Il fut l'endroit incontournable. Désormais à Pigalle, dans le 9e arrondissement de Paris, l'hégémonie des sex-shops semble loin de la période des années 80 au début du millénaire.
Une situation causée par plusieurs facteurs, notamment l'avènement de l'achat sur Internet, mais aussi l'évolution du prix locatif dans le quartier.
"Mais monsieur, sur Internet c'est moins cher"
Aujourd'hui, à Paris, il n'en reste que 65, contre 132 en 2005 et la majorité se concentre à Pigalle. Sur le boulevard de Clichy, quelques commerces résistent donc. Mais certains propriétaires ont conscience que le déclin va se poursuivre.
"Il y a Internet qui prend une grosse part de marché, chez tout le monde", souffle l'un d'entre eux au micro de BFMTV.
L'homme, en pull gris, accoudé à un portant rempli de lingerie, arrive à peine à rémunérer son salarié à mi-temps.
"Les gens viennent ici et me demandent 'Est-ce que vous avez cette marque-là?'. Ils voient le prix et ils me disent 'Mais monsieur, sur Internet c'est une fois en moins le prix, ce n'est pas possible, vous êtes cher ici'", ajoute-t-il.
Première raison: le prix de l'immobilier
Auparavant temple de la fête et de la luxure, le quartier a perdu de son folklore.

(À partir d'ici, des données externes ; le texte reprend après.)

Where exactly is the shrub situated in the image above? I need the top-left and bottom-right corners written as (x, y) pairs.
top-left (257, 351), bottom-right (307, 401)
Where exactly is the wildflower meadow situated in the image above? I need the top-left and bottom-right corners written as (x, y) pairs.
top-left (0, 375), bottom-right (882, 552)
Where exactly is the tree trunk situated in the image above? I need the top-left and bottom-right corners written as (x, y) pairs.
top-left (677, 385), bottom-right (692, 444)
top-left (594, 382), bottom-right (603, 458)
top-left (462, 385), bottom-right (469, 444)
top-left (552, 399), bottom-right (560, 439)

Première raison, le prix de l'immobilier dans le 9e arrondissement, désormais très prisé.
"Les prix de l'immobilier sur la butte Montmartre et Montmartre adjacent, ça a flambé", admet Stéphane Cachelin, vice-président de l'association des commerçants Lepic Abesses et rues adjacentes au micro de BFMTV.
Et quelques commerçants misent sur la baisse de fréquentation des sex-shops. "Certains propriétaires sont très sollicités par des pharmacies, des opticiens", précise-t-il.

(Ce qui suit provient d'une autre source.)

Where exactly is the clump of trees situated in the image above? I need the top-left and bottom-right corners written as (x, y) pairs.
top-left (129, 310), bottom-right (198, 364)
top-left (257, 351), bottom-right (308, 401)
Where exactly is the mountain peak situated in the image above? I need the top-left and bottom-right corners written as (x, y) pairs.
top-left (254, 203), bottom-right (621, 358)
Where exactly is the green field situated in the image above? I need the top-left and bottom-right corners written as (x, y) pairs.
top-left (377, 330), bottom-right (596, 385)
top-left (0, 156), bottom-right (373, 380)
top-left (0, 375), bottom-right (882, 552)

Autour du boulevard de Clichy, des grandes enseignes se sont implantées en leur lieu et place. "Strabucks, c'était un sex-shop, Five Guys, c'était un sex-shop aussi", pointe Stéphane Cachelin.

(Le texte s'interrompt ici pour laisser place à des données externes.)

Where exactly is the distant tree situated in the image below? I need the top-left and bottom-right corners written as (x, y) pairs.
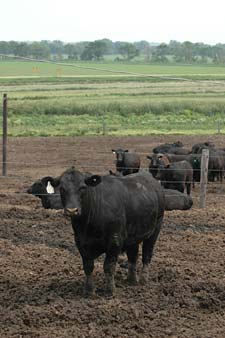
top-left (118, 42), bottom-right (139, 60)
top-left (183, 41), bottom-right (194, 63)
top-left (213, 43), bottom-right (225, 63)
top-left (14, 42), bottom-right (30, 56)
top-left (0, 41), bottom-right (10, 54)
top-left (152, 43), bottom-right (169, 62)
top-left (48, 40), bottom-right (64, 59)
top-left (64, 43), bottom-right (78, 60)
top-left (30, 42), bottom-right (51, 59)
top-left (81, 40), bottom-right (107, 60)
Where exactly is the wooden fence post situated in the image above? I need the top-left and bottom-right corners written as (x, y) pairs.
top-left (199, 149), bottom-right (209, 208)
top-left (2, 94), bottom-right (7, 176)
top-left (102, 116), bottom-right (106, 135)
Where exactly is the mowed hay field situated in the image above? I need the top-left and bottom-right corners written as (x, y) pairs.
top-left (0, 62), bottom-right (225, 136)
top-left (0, 135), bottom-right (225, 338)
top-left (0, 62), bottom-right (225, 338)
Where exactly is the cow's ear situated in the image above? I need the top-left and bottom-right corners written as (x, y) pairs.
top-left (84, 175), bottom-right (102, 187)
top-left (41, 176), bottom-right (60, 188)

L'arrivée d'une nouvelle concurrence
Les prix de l'immobilier dans le quartier ne semblent pas être la raison principale de ce déclin. Dans ces achats demeure aussi une certaine gêne. C'est en tout cas ce que croit un riverain interrogé. "Les gens ont peur d'être jugés du fait de rentrer dedans et du regard de ressortir avec un sac", admet-il.
Mais c'est aussi et surtout, l'arrivée d'une nouvelle concurrence, qui souhaite se détacher de l'image du sex-shop. Dans les rues de la capitale, s'ils se comptaient sur les doigts d'une main il y a quelques années, les magasins de l'enseigne Passage du désir fleurissent. Sept d'entre eux sont répartis dans la capitale, et un en banlieue parisienne.
"Une des particularités des boutiques, c'est de ne pas avoir d'images pornographiques", précise Olivier Prapant, directeur de magasin Passage du désir à BFMTV.
Et d'ajouter: "On est vraiment sur une dédramatisation de cet univers, sans le banaliser". Alors que d'autres sex-shops continuent de fermer leur porte, l'enseigne a prévu d'en ouvrir trois autres en 2024.